実は、納豆が水戸の名物になったのは水戸線(東北本線と常磐線をつなぐ路線)の開通から。
明治22年(1889年)のこと。
現在の「天狗納豆」の創始者である初代笹沼清左衛門さんが製品化に成功し、駅前で土産として販売したところ好評を得たため。
それまでは基本的に納豆は自家製で(江戸なんかの都市には郊外の農家で作ったものを納豆売りが売りに来ていたみたいだけど)、これを製品として販売するようになったのが画期的だったんだって。

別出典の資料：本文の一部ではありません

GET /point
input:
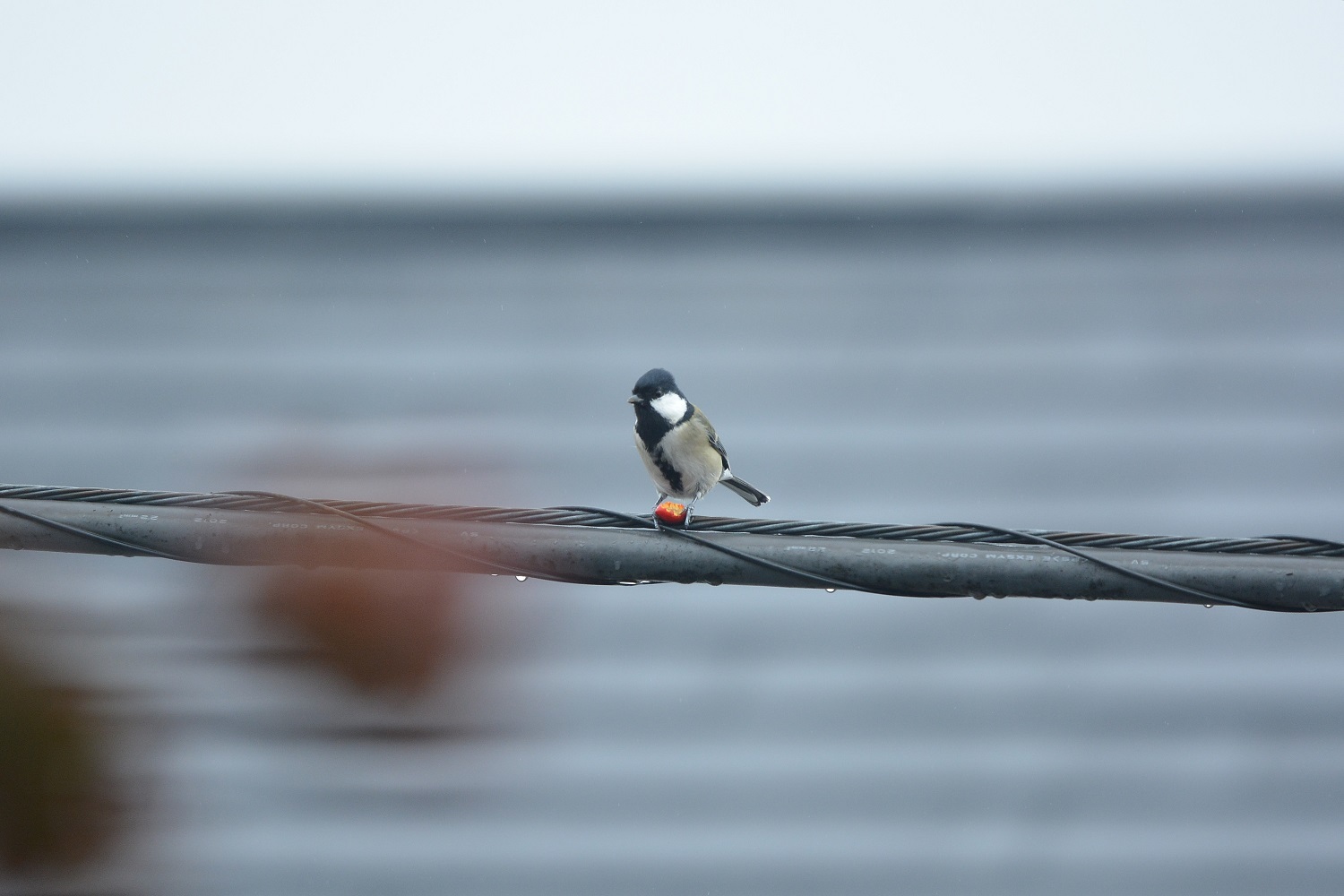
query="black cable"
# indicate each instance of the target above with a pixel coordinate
(1293, 546)
(409, 538)
(1308, 538)
(93, 536)
(1134, 573)
(733, 552)
(968, 530)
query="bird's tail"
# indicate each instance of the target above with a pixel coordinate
(749, 492)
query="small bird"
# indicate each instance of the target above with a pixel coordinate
(679, 446)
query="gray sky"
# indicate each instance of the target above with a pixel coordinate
(519, 94)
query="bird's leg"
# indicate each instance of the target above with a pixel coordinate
(690, 508)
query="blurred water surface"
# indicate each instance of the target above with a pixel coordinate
(1168, 367)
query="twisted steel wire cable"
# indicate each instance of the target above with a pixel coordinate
(1289, 546)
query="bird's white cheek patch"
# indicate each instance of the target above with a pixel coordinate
(671, 408)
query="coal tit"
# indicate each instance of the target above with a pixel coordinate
(677, 444)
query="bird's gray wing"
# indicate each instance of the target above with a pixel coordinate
(717, 445)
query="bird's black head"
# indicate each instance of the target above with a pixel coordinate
(652, 384)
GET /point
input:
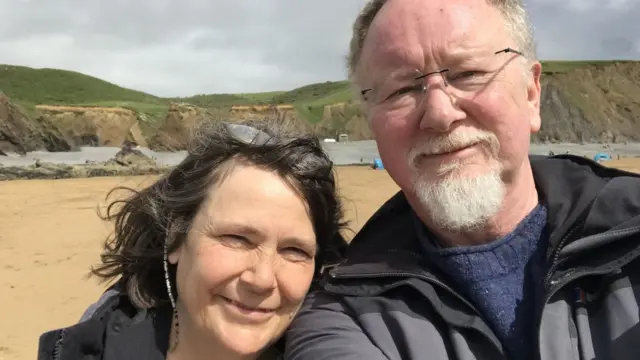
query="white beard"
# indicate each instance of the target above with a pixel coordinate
(458, 202)
(461, 204)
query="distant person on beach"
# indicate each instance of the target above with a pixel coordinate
(213, 260)
(486, 252)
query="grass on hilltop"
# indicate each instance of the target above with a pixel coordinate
(28, 87)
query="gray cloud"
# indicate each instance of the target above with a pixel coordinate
(180, 48)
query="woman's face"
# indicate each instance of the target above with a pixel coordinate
(247, 263)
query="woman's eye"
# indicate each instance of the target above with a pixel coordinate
(296, 254)
(235, 240)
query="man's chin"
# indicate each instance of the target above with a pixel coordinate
(460, 201)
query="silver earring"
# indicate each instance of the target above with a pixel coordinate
(175, 326)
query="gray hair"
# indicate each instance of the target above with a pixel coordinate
(515, 16)
(163, 212)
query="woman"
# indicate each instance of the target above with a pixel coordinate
(214, 259)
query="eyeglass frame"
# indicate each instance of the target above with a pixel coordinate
(505, 50)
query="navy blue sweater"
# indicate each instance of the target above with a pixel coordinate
(501, 278)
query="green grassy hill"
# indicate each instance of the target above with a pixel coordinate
(28, 87)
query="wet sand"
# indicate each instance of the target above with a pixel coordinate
(51, 235)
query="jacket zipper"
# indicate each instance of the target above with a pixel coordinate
(429, 279)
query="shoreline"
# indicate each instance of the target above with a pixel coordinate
(52, 171)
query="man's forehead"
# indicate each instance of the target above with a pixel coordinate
(409, 32)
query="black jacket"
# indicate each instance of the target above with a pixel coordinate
(386, 301)
(114, 329)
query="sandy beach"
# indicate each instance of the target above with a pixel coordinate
(51, 235)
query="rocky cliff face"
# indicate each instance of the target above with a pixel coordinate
(94, 126)
(20, 134)
(595, 103)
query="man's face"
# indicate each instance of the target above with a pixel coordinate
(455, 146)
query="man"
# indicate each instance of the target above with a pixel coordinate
(486, 252)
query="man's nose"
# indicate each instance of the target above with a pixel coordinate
(439, 107)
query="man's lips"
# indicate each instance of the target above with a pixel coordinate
(448, 151)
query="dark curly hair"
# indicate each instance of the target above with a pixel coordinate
(164, 210)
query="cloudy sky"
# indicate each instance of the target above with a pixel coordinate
(181, 48)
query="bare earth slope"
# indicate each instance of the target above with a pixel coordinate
(586, 101)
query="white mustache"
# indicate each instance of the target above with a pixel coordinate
(452, 142)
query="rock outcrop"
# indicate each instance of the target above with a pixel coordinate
(94, 126)
(127, 162)
(20, 134)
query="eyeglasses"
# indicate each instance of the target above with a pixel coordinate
(248, 134)
(406, 90)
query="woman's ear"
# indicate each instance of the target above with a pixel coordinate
(175, 256)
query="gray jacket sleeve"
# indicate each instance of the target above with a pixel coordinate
(323, 330)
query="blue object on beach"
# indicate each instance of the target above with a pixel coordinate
(601, 156)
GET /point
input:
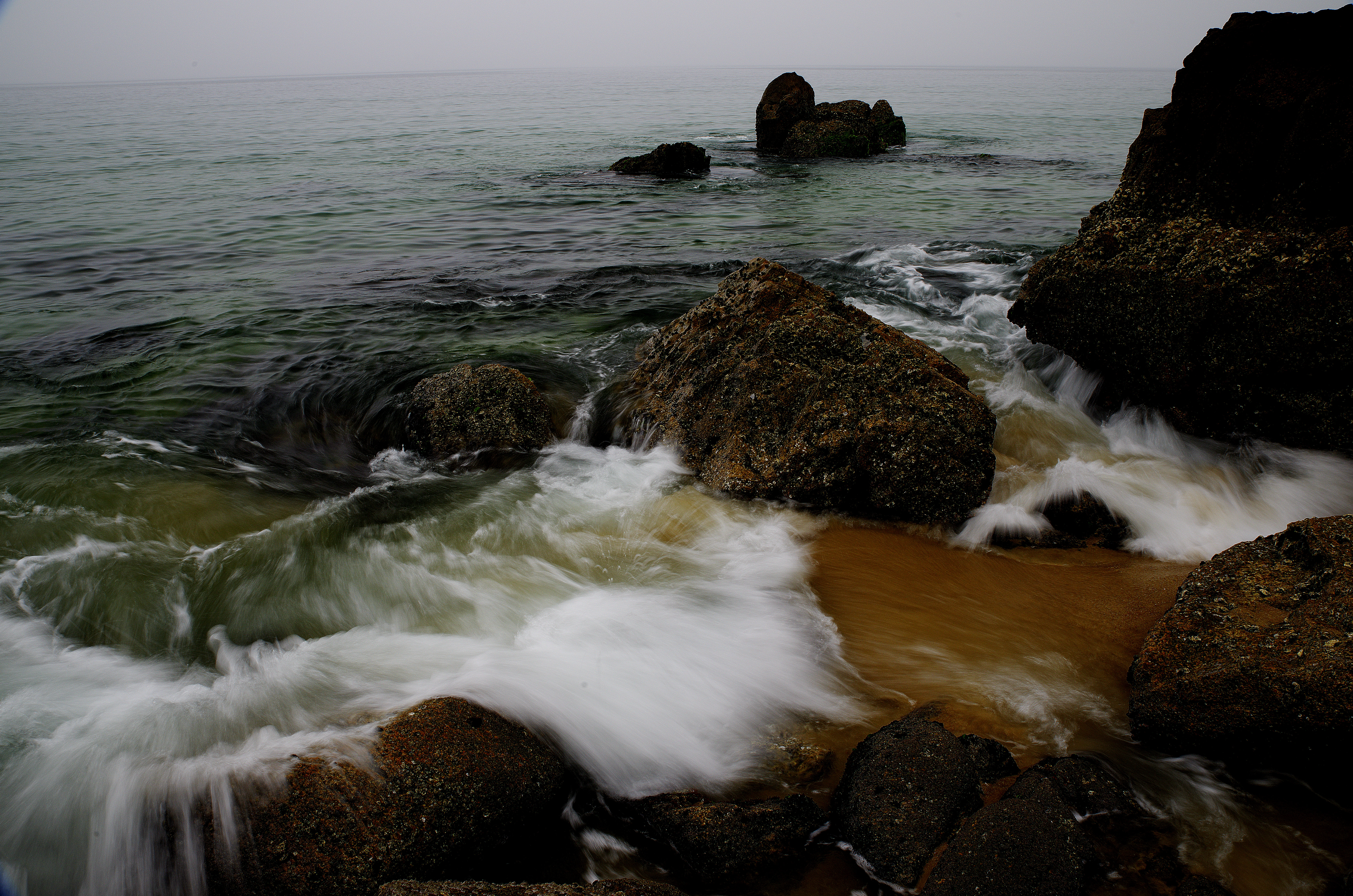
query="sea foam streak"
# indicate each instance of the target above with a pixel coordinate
(1185, 499)
(650, 630)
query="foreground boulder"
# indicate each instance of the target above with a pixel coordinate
(711, 846)
(455, 783)
(1214, 285)
(789, 122)
(1255, 661)
(904, 791)
(669, 160)
(628, 887)
(492, 411)
(776, 389)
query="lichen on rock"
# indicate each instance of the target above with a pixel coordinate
(490, 409)
(776, 389)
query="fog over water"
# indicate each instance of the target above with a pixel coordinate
(57, 41)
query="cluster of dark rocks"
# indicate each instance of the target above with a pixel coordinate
(466, 803)
(791, 122)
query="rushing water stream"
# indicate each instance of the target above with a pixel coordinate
(216, 553)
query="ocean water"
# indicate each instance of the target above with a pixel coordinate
(216, 552)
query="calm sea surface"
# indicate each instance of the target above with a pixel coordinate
(214, 553)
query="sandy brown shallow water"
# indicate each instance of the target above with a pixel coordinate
(1033, 648)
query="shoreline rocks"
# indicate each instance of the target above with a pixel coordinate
(668, 160)
(454, 784)
(776, 389)
(1214, 284)
(1255, 661)
(792, 124)
(492, 412)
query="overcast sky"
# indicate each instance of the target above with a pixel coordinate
(44, 41)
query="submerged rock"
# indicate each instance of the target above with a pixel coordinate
(1255, 661)
(492, 409)
(720, 846)
(776, 389)
(454, 783)
(627, 887)
(788, 122)
(904, 790)
(1214, 285)
(669, 160)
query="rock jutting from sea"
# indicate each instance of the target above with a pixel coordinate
(776, 389)
(792, 124)
(1216, 284)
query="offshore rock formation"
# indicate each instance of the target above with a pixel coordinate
(1255, 661)
(789, 122)
(776, 389)
(454, 784)
(1216, 284)
(669, 160)
(492, 409)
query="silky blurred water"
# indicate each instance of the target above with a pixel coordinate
(214, 552)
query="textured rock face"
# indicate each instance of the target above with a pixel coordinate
(787, 101)
(669, 160)
(628, 887)
(776, 389)
(1255, 661)
(455, 784)
(789, 124)
(1216, 284)
(720, 846)
(467, 409)
(906, 788)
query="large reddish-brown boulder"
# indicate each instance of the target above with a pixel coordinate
(776, 389)
(454, 784)
(1216, 284)
(1255, 661)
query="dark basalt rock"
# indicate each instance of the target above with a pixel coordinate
(720, 846)
(669, 160)
(628, 887)
(1214, 285)
(787, 101)
(1255, 661)
(904, 790)
(776, 389)
(789, 124)
(492, 409)
(454, 784)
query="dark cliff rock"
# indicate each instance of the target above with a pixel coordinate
(776, 389)
(455, 783)
(492, 409)
(1255, 661)
(718, 846)
(627, 887)
(787, 101)
(904, 790)
(789, 124)
(668, 160)
(1214, 285)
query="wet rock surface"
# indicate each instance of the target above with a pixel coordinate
(776, 389)
(490, 411)
(668, 160)
(454, 784)
(904, 790)
(789, 122)
(716, 846)
(1213, 285)
(1255, 661)
(628, 887)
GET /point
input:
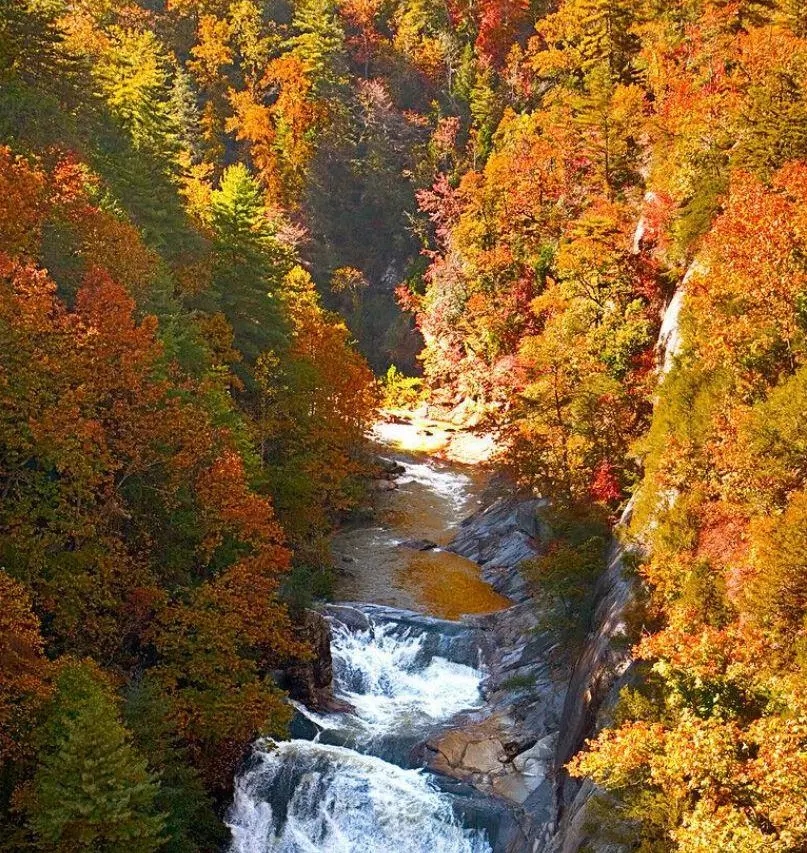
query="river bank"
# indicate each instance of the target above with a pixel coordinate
(438, 664)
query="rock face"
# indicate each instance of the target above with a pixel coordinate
(310, 681)
(541, 702)
(499, 538)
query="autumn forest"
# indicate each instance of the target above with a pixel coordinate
(233, 231)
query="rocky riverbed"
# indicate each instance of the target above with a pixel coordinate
(487, 702)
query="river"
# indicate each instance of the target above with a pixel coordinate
(346, 785)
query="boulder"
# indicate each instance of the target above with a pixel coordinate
(310, 681)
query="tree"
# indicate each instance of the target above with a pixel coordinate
(91, 789)
(248, 262)
(24, 675)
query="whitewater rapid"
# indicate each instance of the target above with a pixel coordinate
(334, 794)
(350, 787)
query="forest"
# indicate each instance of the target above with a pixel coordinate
(222, 220)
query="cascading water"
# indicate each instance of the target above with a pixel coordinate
(303, 796)
(350, 790)
(385, 673)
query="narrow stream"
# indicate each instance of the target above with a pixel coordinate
(348, 786)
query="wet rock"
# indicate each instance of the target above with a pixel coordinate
(310, 681)
(418, 544)
(485, 756)
(500, 537)
(391, 467)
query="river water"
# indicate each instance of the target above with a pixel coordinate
(348, 786)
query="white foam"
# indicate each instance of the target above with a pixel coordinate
(304, 797)
(382, 673)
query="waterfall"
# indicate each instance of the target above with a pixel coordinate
(304, 797)
(336, 794)
(386, 675)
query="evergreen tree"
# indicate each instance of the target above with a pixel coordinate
(92, 790)
(320, 43)
(248, 262)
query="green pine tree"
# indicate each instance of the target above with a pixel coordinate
(92, 790)
(249, 263)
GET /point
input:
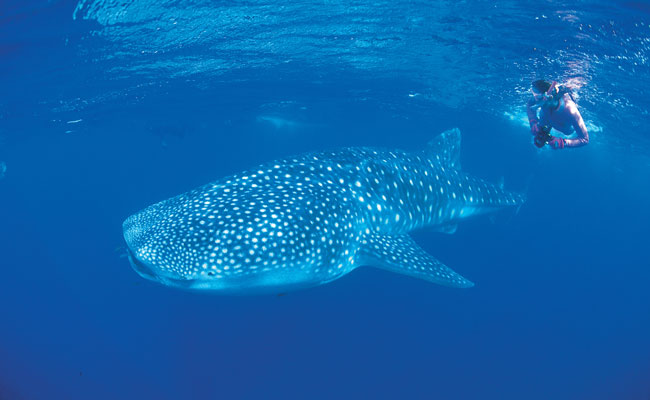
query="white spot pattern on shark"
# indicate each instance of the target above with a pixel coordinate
(307, 220)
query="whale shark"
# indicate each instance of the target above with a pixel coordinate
(307, 220)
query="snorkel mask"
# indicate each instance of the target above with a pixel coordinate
(548, 95)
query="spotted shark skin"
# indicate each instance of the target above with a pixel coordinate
(308, 220)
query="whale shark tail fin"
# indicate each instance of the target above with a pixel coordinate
(446, 148)
(400, 254)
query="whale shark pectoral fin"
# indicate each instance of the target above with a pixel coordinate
(400, 253)
(449, 229)
(446, 148)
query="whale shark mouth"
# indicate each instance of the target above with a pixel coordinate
(152, 273)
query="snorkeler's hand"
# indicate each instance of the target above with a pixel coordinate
(556, 143)
(534, 129)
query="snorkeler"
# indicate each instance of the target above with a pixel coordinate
(558, 111)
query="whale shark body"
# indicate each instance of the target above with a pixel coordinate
(310, 219)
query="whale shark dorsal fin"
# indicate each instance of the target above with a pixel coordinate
(400, 253)
(446, 148)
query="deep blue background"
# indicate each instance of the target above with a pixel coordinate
(561, 306)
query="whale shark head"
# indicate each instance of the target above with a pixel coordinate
(249, 234)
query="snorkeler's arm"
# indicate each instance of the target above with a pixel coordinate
(580, 128)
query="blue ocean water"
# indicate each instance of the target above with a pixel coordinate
(107, 106)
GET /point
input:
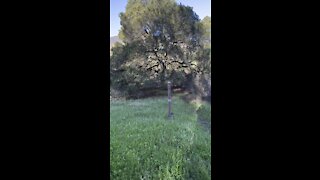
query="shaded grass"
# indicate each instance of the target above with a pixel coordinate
(204, 112)
(145, 145)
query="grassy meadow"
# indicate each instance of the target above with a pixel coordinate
(144, 144)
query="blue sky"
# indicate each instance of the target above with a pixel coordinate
(201, 7)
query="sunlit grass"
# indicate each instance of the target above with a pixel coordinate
(144, 144)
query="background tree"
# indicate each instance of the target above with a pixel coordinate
(163, 41)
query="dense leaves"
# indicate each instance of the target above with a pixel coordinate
(163, 41)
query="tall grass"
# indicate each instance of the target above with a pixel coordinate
(144, 144)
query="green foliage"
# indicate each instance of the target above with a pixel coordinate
(204, 112)
(163, 41)
(144, 144)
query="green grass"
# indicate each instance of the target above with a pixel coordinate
(204, 112)
(145, 145)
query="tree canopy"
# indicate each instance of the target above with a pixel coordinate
(163, 41)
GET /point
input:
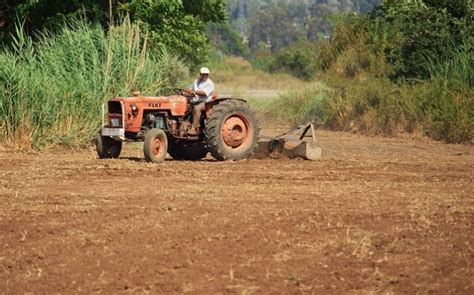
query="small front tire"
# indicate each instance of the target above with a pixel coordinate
(155, 145)
(107, 147)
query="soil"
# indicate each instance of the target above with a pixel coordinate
(373, 215)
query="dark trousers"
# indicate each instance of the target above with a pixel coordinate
(197, 111)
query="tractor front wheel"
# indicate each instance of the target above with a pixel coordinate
(155, 145)
(107, 148)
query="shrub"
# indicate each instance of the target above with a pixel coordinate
(51, 92)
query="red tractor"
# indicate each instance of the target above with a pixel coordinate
(229, 128)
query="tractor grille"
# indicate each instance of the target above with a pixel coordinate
(115, 114)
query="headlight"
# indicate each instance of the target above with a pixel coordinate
(114, 122)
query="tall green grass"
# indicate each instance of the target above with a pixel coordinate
(51, 90)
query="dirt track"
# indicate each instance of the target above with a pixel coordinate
(375, 215)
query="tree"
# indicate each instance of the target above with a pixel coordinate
(428, 30)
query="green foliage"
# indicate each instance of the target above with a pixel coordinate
(426, 30)
(301, 106)
(51, 90)
(175, 24)
(299, 59)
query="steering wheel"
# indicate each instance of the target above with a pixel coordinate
(182, 92)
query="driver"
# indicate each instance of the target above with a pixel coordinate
(202, 90)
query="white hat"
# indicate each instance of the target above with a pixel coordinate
(204, 70)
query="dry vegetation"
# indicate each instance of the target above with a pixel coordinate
(375, 215)
(235, 76)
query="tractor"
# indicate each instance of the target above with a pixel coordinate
(229, 127)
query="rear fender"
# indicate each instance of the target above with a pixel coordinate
(210, 105)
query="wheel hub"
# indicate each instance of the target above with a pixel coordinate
(156, 148)
(234, 131)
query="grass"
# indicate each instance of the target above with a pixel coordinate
(236, 77)
(51, 90)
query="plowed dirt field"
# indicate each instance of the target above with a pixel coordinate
(374, 215)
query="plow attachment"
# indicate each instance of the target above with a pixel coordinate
(297, 143)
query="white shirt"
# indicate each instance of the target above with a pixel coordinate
(206, 86)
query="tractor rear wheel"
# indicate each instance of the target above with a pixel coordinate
(190, 151)
(107, 147)
(231, 131)
(155, 145)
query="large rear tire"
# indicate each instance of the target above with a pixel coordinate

当時の水戸周辺は小粒の大豆の産地でもあって、それも功を奏したみたい。
粒の大きな大豆の場合は、先に砕いてから発酵させる「ひきわり」納豆にされていて、江戸時代なんかはむしろそっちが主流だったようなんだけど、小粒の納豆だと豆の形が残っていて、見た目にもきれいだよね。

ここで確信が怒ったのが納豆の製法。
明治に入ってから納豆の研究が進み、それまでの一度煮沸したわらに煮豆を包んで発酵させる、という手法から、純粋培養した納豆菌を接種して発酵させる方法に変わったのだ。
もともと納豆菌は芽胞を形成することで耐熱性が高く、少し煮沸したくらいでは死滅しないんだよね。
さらに、その高い繁殖力で、他の芽胞を作る最近より早く増殖するので、温度と湿度が適切であれば、放っておいても納豆ができるのだ。
最初はそうやってできているしね(笑)
一方で、このやり方にはやっぱりこつなんかもあるわけで、失敗すると腐敗したり、アンモニア臭の強いものになってしまうのだ(>o<)
そこで、工業的に大量生産するには純粋培養した納豆菌による製法が必要だったわけ。
これなら雑菌の混入は抑えられるからね。

こうして大量に作られるようになった納豆は、安価で栄養豊富なので軍用食にも採用され、戦中戦後に広まっていったのだ。
地域的な偏りはあるんだけどね。
今では流通も拡大し、人の移動・交流も盛んになったので、関西でも納豆を食べる人がわりといるみたいだよね。
水戸市では「捲土重来」を狙っていろんなことを考えているようだけど、もともと「水戸納豆」がブランド化したのは、近代工業化の成功とマーケティングによる販路の拡大だから、その偉業を継いでなんとかしてもらいたいね。